MCFOST-like SED chi2¶
25 March 2013 Revision 0b4a7f27
There is not a unique fool-proof way to compute chi-squared. The switch:
.true. ! chi_logbinwill group photometric points into bin in the log10 scale from 1 micron. For example, if there are 4 photometric points between 10 and 100 microns, each of those photometric band will be given a weight of 0.25. The stellar photometric data are not binned (lambda<1 micron). At the end, the chi-squared is normalized by the number of log10 bins. It is up to the user to test what is the best chi-squared computation for his/her problem.
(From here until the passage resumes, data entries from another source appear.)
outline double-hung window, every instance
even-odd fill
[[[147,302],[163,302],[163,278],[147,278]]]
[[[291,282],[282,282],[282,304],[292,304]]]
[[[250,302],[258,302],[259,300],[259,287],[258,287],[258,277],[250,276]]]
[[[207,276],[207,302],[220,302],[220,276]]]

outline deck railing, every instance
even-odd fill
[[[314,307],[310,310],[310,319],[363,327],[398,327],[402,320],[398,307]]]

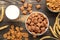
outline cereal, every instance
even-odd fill
[[[41,5],[36,5],[36,9],[40,9],[41,8]]]
[[[3,34],[3,37],[7,40],[22,40],[23,37],[25,40],[28,40],[28,33],[22,32],[22,30],[22,27],[14,28],[14,25],[11,25],[11,29],[7,33]]]
[[[26,15],[26,14],[27,14],[27,11],[26,11],[26,10],[24,10],[22,13],[23,13],[24,15]]]
[[[32,30],[34,31],[35,30],[35,26],[31,26]]]
[[[28,7],[31,7],[32,8],[32,4],[28,4]]]
[[[16,31],[19,31],[19,27],[16,27],[15,29],[16,29]]]
[[[10,36],[8,36],[7,39],[10,39]]]
[[[20,27],[20,30],[22,31],[24,28]]]
[[[47,6],[49,9],[51,9],[54,12],[57,12],[60,10],[60,0],[47,0]]]
[[[27,11],[30,11],[31,9],[32,9],[31,7],[28,7],[28,8],[27,8]]]
[[[24,6],[21,6],[21,7],[20,7],[20,10],[23,11],[23,10],[24,10]]]
[[[24,38],[28,37],[28,33],[22,33],[22,35],[23,35]]]
[[[22,2],[22,3],[24,3],[24,2],[25,2],[25,0],[21,0],[21,2]]]
[[[32,10],[30,10],[29,13],[31,14],[32,13]]]
[[[7,34],[5,33],[5,34],[3,35],[3,37],[4,37],[4,38],[7,38]]]
[[[31,3],[23,3],[23,5],[20,7],[20,10],[23,15],[31,14],[32,7],[33,7],[33,5]]]
[[[25,40],[28,40],[28,38],[25,38]]]
[[[27,8],[28,7],[28,3],[24,3],[24,5],[23,5],[25,8]]]
[[[32,13],[26,21],[27,29],[33,34],[41,34],[46,31],[48,27],[47,17],[36,12]]]
[[[37,37],[34,35],[33,38],[37,38]]]
[[[11,25],[11,29],[14,29],[14,25]]]
[[[41,0],[36,0],[37,2],[40,2]]]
If the photometric points are well spaced in log10(wavelength) then the standard and the log10 binned chi-squared values should be similar. If there is a clustering of points in a given bin, this bin may have too much weight in the standard chi-squared computation. Here is an example:
lam[mic] Fmodel[Jy] Fphot[Jy] err
0.1264 ok 1.717E-03 1.321E-03 0.615 generic
0.1477 ok 2.319E-03 3.200E-03 -2.147 generic
0.1679 ok 2.973E-03 2.326E-03 1.591 generic
0.1894 ok 3.750E-03 2.658E-03 2.294 generic
0.2196 ok 5.008E-03 5.736E-03 -0.904 generic
0.2530 ok 6.631E-03 8.051E-03 -1.294 generic
0.2863 ok 8.486E-03 1.054E-02 -1.447 generic
0.3600 ok 1.446E-02 3.150E-02 -5.188 generic
0.4400 ok 5.334E-02 6.760E-02 -1.580 generic
0.5500 ok 1.621E-01 1.400E-01 0.979 generic
0.7100 ok 3.511E-01 2.600E-01 2.002 generic
0.9700 ok 6.376E-01 4.100E-01 2.944 generic
1.2350 ok 7.808E-01 7.000E-01 0.728 generic
1.6620 ok 9.571E-01 8.500E-01 0.791 generic
2.1590 ok 7.287E-01 7.200E-01 0.080 generic
10.8000 ok 6.067E-01 5.800E-01 0.300 generic
12.0000 ok 5.785E-01 7.000E-01 -1.271 generic
23.6800 ok 1.564E+00 2.270E+00 -2.484 generic
25.0000 ok 1.686E+00 2.440E+00 -2.464 generic
60.0000 ok 4.453E+00 3.920E+00 0.850 generic
70.0000 ok 4.857E+00 3.903E+00 1.458 generic
71.4300 ok 4.903E+00 3.640E+00 1.485 generic
100.0000 ok 5.640E+00 5.040E+00 0.750 generic
155.9000 ok 6.410E+00 6.570E+00 -0.123 generic
160.0000 ok 6.441E+00 7.388E+00 -0.914 generic
450.0000 ok 3.981E+00 4.250E+00 -0.327 generic
800.0000 ok 1.963E+00 1.450E+00 1.416 generic
850.0000 ok 1.770E+00 1.380E+00 1.659 generic
1100.0000 ok 1.021E+00 8.740E-01 1.040 generic
3400.0000 ok 9.696E-02 4.100E-02 5.738 generic
7000.0000 ok 1.119E-02 8.000E-03 2.239 genericThe standard method gives: SED-chi = 2.0150 whereas the log10 binned chi-squared gives 1.9620.